Carmelo Anthony Glad He Forced a Trade Out of Denver


Even though it took forever, Carmelo Anthony got what he wanted last season when he was eventually traded to the Knicks, and now says it was absolutely the right decision for financial and basketball reasons (especially now that the lockout has begun.) From Newsday: “I think I did the right thing,’ Anthony told reporters Wednesday while promoting the release of his new Jordan Brand sneaker, Melo 8, in Manhattan. Throughout most of last season, Anthony waited for the Denver Nuggets to trade him after he declined their efforts to sign him to a contract extension. He wielded rare power for a player on the trading block, one that first prompted the Nuggets to deal him before the February trade deadline rather than risk losing him for nothing in the summer, when he could opt out of his contract, and yet also limited the teams that would trade for him because a deal would have to include an extension. And there was only one place Anthony wanted to go: New York. Though the feeling was mutual, most Knicks fans (and, it should be noted, former president Donnie Walsh) believed that with little to no competition in a trade, the Knicks did not need to gut the roster to acquire Anthony.
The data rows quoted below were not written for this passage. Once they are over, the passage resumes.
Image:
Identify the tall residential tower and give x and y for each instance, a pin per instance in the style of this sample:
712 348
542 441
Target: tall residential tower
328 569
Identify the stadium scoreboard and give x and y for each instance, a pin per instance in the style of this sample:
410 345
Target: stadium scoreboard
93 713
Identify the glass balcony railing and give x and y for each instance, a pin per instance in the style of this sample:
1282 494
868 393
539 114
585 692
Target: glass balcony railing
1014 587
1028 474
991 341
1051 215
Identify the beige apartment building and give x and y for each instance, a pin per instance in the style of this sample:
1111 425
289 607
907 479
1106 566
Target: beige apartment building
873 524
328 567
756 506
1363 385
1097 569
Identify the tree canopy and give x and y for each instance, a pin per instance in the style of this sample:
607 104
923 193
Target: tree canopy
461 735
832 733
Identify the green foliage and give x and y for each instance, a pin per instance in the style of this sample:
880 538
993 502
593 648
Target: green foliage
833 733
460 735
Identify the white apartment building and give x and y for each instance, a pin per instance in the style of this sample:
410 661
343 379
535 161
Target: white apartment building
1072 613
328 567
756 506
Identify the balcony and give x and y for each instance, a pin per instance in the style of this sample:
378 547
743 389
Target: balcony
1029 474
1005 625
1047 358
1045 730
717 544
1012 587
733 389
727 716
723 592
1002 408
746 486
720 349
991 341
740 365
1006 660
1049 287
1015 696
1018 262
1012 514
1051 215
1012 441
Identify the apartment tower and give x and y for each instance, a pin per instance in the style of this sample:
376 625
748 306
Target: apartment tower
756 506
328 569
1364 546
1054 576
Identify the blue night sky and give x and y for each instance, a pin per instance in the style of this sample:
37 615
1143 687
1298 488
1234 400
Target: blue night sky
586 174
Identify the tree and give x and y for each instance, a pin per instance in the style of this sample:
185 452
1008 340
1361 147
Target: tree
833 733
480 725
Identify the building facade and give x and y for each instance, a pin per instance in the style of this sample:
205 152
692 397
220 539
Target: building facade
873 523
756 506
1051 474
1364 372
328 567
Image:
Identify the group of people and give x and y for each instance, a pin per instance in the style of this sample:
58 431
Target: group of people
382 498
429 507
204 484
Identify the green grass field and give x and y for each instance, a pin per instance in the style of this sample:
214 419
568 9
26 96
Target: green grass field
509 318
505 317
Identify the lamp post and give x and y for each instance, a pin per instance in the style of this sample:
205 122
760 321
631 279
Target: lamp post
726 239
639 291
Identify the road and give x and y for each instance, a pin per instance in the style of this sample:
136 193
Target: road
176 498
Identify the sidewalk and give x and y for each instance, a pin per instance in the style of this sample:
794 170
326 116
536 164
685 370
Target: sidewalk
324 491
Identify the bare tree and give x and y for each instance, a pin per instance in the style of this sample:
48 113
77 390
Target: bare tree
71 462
The feeling was that if Anthony really wanted to win in New York, he should be against the Knicks giving up quality young talent such as Danilo Gallinari, Wilson Chandler and even center Timofey Mozgov, refuse all trade-and-extend offers so the Nuggets would be forced to keep him through the trade deadline and then sign with the Knicks as a free agent in the summer. It seemed like the best plan. But it wasn’t the right plan for Anthony, not with a major labor battle on the horizon. And with the lockout into its 105th day and already costing regular-season games, his aggressive move turns out, for him, for the better. ‘For the average person out there who really thought I was just trying to get up and just leave for no reason, that really was a big key in my decision,’ Anthony said about the lockout. ‘I knew free agency was coming, I knew it would be altered, I knew it’d be messed up, so imagine if I’d have stayed. I’d have been a free agent now in limbo.’ Instead, Anthony signed a three-year, $65-million extension with the Knicks just after the trade and that’s money he’s guaranteed to see. The NBA initially proposed 20-percent rollbacks on current contracts but has since taken that off the table, which means, barring an unforeseen turnaround, Anthony will get all of his money.”